Gençağa Deniz
Department of Electrical and Electronics Engineering, Antalya Bilim University, Antalya 07190, Turkey.
Language Technologies Institute, School of Computer Science, Carnegie Mellon University, Pittsburgh, PA 15213, USA.
Entropy (Basel). 2023 Nov 23;25(12):1577. doi: 10.3390/e25121577.
This paper provides a methodology to better understand the relationships between different aspects of vocal fold motion, which are used as features in machine learning-based approaches for detecting respiratory infections from voice recordings. The relationships are derived through a joint multivariate analysis of the vocal fold oscillations of speakers. Specifically, the multivariate setting explores the displacements and velocities of the left and right vocal folds derived from recordings of five extended vowel sounds for each speaker (/aa/, /iy/, /ey/, /uw/, and /ow/). In this multivariate setting, the differences between the bivariate and conditional interactions are analyzed by information-theoretic quantities based on transfer entropy. Incorporation of the conditional quantities reveals information regarding the confounding factors that can influence the statistical interactions among other pairs of variables. This is demonstrated on a vector autoregressive process where the analytical derivations can be carried out. As a proof of concept, the methodology is applied on a clinically curated dataset of COVID-19. The findings suggest that the interaction between the vocal fold oscillations can change according to individuals and presence of any respiratory infection, such as COVID-19. The results are important in the sense that the proposed approach can be utilized to determine the selection of appropriate features as a supplementary or early detection tool in voice-based diagnostics in future studies.

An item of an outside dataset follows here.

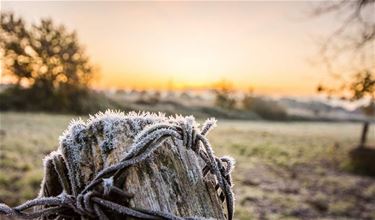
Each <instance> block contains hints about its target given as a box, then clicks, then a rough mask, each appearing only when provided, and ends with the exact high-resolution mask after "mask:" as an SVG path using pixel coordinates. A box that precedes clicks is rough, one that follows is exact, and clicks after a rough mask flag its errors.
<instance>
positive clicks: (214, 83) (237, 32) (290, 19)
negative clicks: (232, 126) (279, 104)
mask: <svg viewBox="0 0 375 220" xmlns="http://www.w3.org/2000/svg"><path fill="white" fill-rule="evenodd" d="M314 5H315V6H316V3H314V2H308V1H266V2H260V1H252V2H105V1H101V2H99V1H96V2H87V1H75V2H73V1H59V2H56V1H41V2H34V1H30V2H12V1H1V10H3V11H13V12H15V14H16V15H18V16H22V17H23V18H24V19H25V20H26V21H27V22H28V23H32V22H38V21H39V20H40V18H45V17H50V18H52V19H53V20H54V21H55V22H57V23H58V24H64V25H65V26H67V27H68V29H70V30H76V31H77V33H78V37H79V39H80V42H81V43H82V44H83V45H84V46H85V48H86V52H87V54H88V55H89V56H90V57H91V60H92V61H93V63H94V64H96V65H97V66H98V67H99V68H100V77H99V78H98V79H97V80H96V81H95V87H97V88H136V89H167V88H170V87H172V88H173V89H186V88H209V87H211V86H212V85H213V84H215V83H217V82H218V81H221V80H227V81H231V82H232V84H233V86H234V87H236V88H238V89H242V90H246V89H248V88H249V87H252V88H254V89H255V91H256V92H259V93H266V94H280V95H313V94H316V92H315V91H316V86H317V85H318V84H319V83H320V82H323V81H325V80H327V79H328V74H327V73H326V71H325V68H324V66H323V65H313V64H312V62H311V60H314V58H316V57H317V51H318V43H317V42H318V39H320V38H322V37H326V36H327V34H329V33H331V32H332V30H334V29H335V28H336V27H337V25H338V23H337V22H338V21H337V19H334V18H333V17H332V16H326V17H321V18H311V17H309V16H308V13H310V12H311V10H312V7H313V6H314Z"/></svg>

本文提供了一种方法,以更好地理解声带运动不同方面之间的关系,这些关系在基于机器学习的方法中用作从语音记录中检测呼吸道感染的特征。这些关系是通过对说话者声带振荡的联合多变量分析得出的。具体而言,多变量设置探索了从每个说话者的五个延长元音(/aa/、/iy/、/ey/、/uw/和/ow/)记录中得出的左右声带的位移和速度。在这种多变量设置中,基于转移熵的信息论量分析了双变量和条件相互作用之间的差异。纳入条件量揭示了有关可能影响其他变量对之间统计相互作用的混杂因素的信息。这在一个可以进行分析推导的向量自回归过程中得到了证明。作为概念验证,该方法应用于一个经过临床整理的COVID-19数据集。研究结果表明,声带振荡之间的相互作用会根据个体和任何呼吸道感染(如COVID-19)的存在而变化。从这个意义上说,结果很重要,因为所提出的方法可用于确定在未来研究中作为基于语音的诊断中的补充或早期检测工具的适当特征的选择。